Illuminati: Pastels Music Remixed

(Up) ***

How to make an electronic “remix” CD from one of the most enduring lo-fi indie rock outfits anywhere (Scotland’s long-running Pastels): Hire great synth composers and arrangers to create what are essentially new works, taking the titles, inspiration, and sampled bits of instruments and voices from old Pastels tracks (predominantly from the 1997 CD Illumination). The result: Not a cute-jangly-guitar album with electronics underneath, but a predominantly electronic album perfectly adhering to the Pastels’ aesthetic of patience, understatement, and wistful observance of life. Utterly perfect winter-drizzle music.

ROKY ERICKSON

Never Say Goodbye

(Emporer Jones) ***

When these home-tapes were made (mostly in 1971 and ’74), the Peanuts comic strip had already speculated about the Great Pumpkin, a dimigod-like gourd who searched the earth for the most sincere pumpkin patch. If ex-13th Floor Elevators frontman Erickson had been a gourd farmer, that mythical G.P. wouldn’t have had to look further. This solo-acoustic compilation’s the absolute most earnest, heartfelt set you’ll ever hear. No hypocrisy, no affectations (well, maybe a couple of fake-Dylan nasal wails but even those come off as charming), all serious and all rooted in Erickson’s rock-solid lyric writing and the real pain of his life.
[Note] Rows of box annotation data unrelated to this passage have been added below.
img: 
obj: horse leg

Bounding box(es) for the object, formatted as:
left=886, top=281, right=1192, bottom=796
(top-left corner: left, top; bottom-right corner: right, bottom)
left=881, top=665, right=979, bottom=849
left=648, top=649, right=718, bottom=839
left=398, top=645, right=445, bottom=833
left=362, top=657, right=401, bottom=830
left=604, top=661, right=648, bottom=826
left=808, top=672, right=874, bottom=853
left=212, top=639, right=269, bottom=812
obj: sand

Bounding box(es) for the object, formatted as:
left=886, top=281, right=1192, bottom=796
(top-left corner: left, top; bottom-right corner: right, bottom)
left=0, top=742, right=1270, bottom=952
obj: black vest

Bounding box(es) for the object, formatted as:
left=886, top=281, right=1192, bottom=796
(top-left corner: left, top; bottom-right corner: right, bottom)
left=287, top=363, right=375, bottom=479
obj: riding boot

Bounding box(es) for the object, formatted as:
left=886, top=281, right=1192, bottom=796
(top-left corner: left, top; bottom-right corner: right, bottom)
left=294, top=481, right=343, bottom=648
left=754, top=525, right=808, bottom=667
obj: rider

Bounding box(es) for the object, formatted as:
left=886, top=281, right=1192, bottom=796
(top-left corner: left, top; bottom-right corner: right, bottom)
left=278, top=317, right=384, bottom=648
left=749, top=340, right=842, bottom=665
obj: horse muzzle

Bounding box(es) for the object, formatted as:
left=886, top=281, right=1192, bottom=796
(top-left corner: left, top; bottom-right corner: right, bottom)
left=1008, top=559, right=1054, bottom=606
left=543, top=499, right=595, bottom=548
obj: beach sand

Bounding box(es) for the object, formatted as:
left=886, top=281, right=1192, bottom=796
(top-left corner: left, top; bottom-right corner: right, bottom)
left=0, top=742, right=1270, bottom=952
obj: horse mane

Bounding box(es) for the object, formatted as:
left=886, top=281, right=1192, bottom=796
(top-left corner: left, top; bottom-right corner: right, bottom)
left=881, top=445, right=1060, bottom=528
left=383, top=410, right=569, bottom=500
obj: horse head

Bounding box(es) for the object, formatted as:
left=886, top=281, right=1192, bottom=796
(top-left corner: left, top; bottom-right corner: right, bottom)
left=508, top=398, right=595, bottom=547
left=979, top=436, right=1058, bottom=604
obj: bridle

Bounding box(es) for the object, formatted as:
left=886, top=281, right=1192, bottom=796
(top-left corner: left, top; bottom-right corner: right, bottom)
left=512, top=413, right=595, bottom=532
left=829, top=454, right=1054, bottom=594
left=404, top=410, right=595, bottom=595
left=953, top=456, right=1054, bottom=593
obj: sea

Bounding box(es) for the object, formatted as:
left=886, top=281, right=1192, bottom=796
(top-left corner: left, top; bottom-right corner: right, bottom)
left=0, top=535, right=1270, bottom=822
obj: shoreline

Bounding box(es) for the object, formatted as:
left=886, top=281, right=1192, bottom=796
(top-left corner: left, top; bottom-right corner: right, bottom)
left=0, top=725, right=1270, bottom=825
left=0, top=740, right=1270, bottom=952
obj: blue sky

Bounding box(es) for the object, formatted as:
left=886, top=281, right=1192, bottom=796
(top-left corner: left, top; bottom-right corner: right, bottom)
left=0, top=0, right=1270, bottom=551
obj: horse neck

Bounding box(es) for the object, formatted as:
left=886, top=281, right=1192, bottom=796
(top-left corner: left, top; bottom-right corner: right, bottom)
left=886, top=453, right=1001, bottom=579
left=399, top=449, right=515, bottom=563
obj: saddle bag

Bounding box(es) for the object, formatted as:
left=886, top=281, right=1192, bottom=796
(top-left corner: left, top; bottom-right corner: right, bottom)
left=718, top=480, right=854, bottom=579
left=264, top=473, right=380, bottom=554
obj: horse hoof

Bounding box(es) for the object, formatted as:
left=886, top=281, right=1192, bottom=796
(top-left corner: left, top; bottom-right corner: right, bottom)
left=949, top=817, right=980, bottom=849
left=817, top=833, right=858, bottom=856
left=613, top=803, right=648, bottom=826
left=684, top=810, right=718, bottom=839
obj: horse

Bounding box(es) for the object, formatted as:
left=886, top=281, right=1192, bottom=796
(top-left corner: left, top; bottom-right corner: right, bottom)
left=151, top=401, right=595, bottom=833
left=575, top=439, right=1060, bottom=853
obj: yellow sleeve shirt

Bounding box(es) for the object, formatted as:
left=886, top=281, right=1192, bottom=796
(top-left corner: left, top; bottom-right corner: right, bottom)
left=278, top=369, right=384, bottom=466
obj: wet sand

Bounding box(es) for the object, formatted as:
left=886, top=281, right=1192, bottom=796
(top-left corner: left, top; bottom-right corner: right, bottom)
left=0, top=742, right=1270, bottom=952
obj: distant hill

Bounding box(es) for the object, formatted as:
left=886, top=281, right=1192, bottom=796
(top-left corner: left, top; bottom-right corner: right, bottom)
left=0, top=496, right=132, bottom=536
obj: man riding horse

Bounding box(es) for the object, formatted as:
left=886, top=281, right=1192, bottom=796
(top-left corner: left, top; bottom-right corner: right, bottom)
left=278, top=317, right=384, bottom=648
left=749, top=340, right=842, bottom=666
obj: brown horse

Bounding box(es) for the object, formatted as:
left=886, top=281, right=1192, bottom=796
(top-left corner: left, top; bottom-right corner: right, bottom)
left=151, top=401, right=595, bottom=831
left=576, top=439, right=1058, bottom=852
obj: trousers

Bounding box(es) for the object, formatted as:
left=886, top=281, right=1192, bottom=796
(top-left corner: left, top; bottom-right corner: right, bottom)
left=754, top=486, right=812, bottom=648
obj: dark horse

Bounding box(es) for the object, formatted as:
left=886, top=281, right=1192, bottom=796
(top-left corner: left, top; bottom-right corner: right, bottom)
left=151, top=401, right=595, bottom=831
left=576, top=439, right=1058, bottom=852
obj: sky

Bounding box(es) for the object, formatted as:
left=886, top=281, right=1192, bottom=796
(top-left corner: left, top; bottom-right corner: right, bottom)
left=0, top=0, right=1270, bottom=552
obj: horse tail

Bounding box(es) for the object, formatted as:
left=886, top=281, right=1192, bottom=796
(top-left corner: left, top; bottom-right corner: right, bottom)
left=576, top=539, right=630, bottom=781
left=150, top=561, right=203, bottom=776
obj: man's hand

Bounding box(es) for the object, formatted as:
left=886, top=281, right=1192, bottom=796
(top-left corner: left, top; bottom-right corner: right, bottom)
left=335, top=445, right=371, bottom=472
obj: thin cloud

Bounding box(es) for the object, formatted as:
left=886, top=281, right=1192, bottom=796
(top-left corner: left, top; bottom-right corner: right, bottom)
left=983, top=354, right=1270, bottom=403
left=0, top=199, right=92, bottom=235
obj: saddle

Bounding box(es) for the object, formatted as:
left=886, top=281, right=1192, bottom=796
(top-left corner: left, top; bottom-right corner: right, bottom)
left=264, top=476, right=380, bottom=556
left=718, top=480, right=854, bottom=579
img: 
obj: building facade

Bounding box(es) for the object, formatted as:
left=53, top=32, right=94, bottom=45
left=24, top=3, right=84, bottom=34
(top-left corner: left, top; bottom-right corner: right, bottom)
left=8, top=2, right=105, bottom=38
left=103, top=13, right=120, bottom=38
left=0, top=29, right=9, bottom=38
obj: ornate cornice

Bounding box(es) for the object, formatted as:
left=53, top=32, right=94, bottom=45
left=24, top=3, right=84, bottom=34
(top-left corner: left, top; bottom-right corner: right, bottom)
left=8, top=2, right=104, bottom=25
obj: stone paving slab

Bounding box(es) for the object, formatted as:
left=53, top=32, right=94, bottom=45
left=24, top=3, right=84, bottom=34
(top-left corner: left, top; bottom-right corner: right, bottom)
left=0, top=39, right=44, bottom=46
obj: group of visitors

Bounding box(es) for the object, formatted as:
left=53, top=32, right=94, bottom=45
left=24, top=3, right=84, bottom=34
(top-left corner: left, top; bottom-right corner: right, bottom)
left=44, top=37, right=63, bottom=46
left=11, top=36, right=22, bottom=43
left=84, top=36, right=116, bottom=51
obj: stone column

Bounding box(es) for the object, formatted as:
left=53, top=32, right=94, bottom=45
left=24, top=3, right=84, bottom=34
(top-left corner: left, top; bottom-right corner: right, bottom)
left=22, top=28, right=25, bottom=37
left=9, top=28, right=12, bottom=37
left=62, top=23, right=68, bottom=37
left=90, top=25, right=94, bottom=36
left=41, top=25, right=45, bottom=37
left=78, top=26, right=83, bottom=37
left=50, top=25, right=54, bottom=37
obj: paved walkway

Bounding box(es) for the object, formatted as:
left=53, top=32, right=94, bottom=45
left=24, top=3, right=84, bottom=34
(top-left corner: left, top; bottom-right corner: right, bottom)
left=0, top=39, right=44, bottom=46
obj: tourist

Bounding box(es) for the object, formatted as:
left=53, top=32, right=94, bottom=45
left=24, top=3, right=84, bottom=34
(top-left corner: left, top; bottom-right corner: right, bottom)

Indeed, six of the 14 tracks were made while Erickson was living in a psychiatric hospital (some associates claim he emerged more disjointed than when he went in). It’s perhaps not the best intro to psychedelic pioneer Erickson, but a great treat for completists, and for anyone who truly loves pure pop in the rough. (It’s also, the label claims, the first disc on which Erickson owns all the songwriting royalties. Currently living a semi-subsistence existence as a forgotten pop pioneer, he could use the bucks.)